In the unpublished portion of the opinion we conclude the trial court erred in
sustaining a demurrer as to the cause of action for breach of contract by assignment, but
correctly sustained the demurrer without leave to amend to the causes of action for breach
of implied contract, breach of contract based on third party beneficiary theory, open book
account, quantum meruit, and unjust enrichment. Because we conclude that the Knox-
Kleene Act does not apply to this case, we do not address the provider’s argument about
the constitutional application of that statute.

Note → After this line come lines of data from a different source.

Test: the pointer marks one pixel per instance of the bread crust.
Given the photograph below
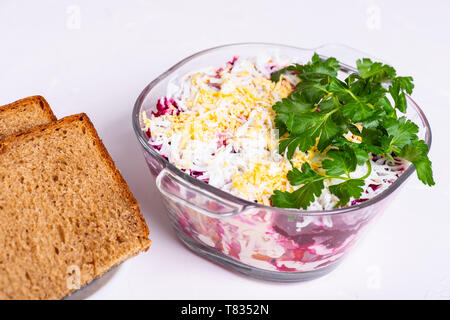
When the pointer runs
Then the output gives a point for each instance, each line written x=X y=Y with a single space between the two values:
x=28 y=101
x=34 y=132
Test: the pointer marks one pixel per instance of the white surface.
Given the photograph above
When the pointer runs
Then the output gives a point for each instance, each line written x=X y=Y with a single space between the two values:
x=96 y=57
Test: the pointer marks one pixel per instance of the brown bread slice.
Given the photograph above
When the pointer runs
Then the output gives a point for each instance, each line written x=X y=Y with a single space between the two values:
x=64 y=208
x=24 y=114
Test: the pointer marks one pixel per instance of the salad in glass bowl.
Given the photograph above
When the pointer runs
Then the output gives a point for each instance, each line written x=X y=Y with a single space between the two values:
x=272 y=160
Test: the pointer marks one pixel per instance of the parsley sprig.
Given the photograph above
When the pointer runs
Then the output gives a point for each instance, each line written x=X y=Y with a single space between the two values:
x=323 y=108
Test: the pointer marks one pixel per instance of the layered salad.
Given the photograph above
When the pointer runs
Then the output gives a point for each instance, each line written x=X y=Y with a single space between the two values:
x=303 y=136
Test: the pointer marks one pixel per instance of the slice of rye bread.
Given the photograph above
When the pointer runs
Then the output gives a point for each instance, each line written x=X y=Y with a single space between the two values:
x=66 y=214
x=24 y=114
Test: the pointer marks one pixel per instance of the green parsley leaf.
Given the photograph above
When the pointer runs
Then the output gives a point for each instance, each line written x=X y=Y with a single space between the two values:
x=322 y=108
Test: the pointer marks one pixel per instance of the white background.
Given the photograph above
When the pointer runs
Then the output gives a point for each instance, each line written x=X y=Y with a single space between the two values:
x=96 y=57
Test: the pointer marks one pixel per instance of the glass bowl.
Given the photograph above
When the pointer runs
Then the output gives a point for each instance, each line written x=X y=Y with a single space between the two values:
x=268 y=243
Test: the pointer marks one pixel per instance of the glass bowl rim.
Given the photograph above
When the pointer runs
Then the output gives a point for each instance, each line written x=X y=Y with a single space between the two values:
x=196 y=183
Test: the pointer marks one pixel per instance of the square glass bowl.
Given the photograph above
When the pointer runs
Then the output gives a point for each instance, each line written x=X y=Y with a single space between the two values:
x=268 y=243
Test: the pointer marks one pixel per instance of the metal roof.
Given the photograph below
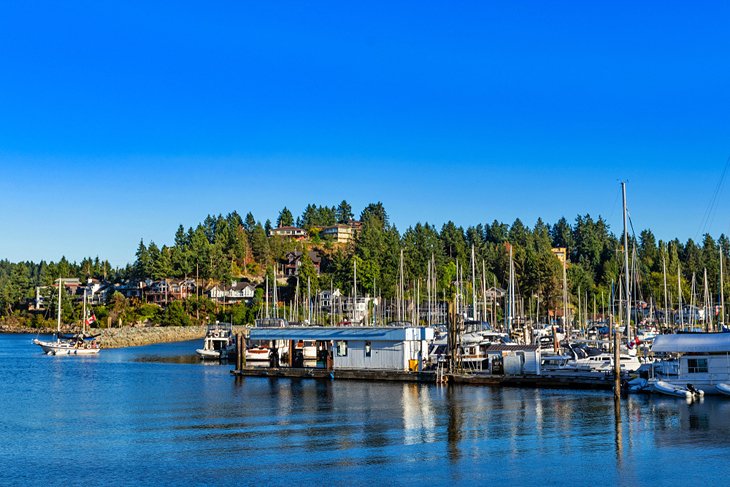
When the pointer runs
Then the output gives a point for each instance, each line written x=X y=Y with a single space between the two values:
x=507 y=348
x=325 y=333
x=692 y=343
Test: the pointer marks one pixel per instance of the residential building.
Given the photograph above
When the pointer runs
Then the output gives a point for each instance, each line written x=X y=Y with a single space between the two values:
x=166 y=290
x=339 y=233
x=561 y=253
x=232 y=293
x=293 y=262
x=294 y=233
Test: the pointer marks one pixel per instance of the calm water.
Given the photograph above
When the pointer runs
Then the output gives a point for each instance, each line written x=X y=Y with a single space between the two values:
x=154 y=415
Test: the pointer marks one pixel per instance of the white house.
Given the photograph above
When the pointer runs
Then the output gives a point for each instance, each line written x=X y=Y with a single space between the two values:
x=235 y=292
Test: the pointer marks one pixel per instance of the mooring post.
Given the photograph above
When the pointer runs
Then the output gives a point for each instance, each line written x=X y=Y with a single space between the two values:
x=617 y=366
x=239 y=346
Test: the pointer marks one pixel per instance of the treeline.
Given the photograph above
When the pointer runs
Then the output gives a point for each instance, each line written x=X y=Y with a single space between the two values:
x=222 y=248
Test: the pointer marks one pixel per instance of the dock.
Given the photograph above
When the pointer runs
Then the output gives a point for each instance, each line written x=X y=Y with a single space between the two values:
x=597 y=381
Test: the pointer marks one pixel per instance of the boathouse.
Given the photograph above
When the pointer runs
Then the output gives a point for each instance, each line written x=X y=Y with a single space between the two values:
x=364 y=348
x=508 y=359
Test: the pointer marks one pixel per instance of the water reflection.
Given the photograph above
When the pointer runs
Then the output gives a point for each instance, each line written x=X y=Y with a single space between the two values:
x=197 y=422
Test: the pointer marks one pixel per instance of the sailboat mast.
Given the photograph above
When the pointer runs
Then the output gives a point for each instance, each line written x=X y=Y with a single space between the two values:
x=60 y=291
x=679 y=288
x=83 y=315
x=666 y=302
x=473 y=285
x=721 y=321
x=626 y=267
x=267 y=294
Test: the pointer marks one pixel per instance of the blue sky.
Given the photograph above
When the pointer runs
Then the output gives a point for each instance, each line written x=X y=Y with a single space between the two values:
x=120 y=121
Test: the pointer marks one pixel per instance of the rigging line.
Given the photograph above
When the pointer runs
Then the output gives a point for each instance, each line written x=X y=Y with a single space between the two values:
x=708 y=216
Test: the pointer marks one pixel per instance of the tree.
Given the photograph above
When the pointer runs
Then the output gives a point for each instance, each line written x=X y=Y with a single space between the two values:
x=285 y=218
x=344 y=212
x=143 y=264
x=377 y=210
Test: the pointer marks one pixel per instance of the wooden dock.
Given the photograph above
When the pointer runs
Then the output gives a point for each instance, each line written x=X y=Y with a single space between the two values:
x=583 y=381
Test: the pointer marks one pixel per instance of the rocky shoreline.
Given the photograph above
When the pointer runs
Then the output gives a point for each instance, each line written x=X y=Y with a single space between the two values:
x=133 y=336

2. On page 6 of the slip opinion, in the third line of the first paragraph, change
the phrase “counting on” to “based upon.”
3. On page 22 of the slip opinion, in the next-to-last line on that page, change
the word “patter” to “pattern.”
There is no change in the judgment.
The opinion in the above-entitled matter filed on December 23, 2002, was not
certified for publication in the Official Reports. For good cause it now appears that the
opinion, as modified, should be partially published in the Official Reports and it is so
ordered. Pursuant to California Rules of Court, rules 976(b) and 976.1, this opinion is
certified for publication with the exception of parts I, II, and III of the Discussion.
26
*EPSTEIN, J., Acting P.J. HASTINGS, J. CURRY, J.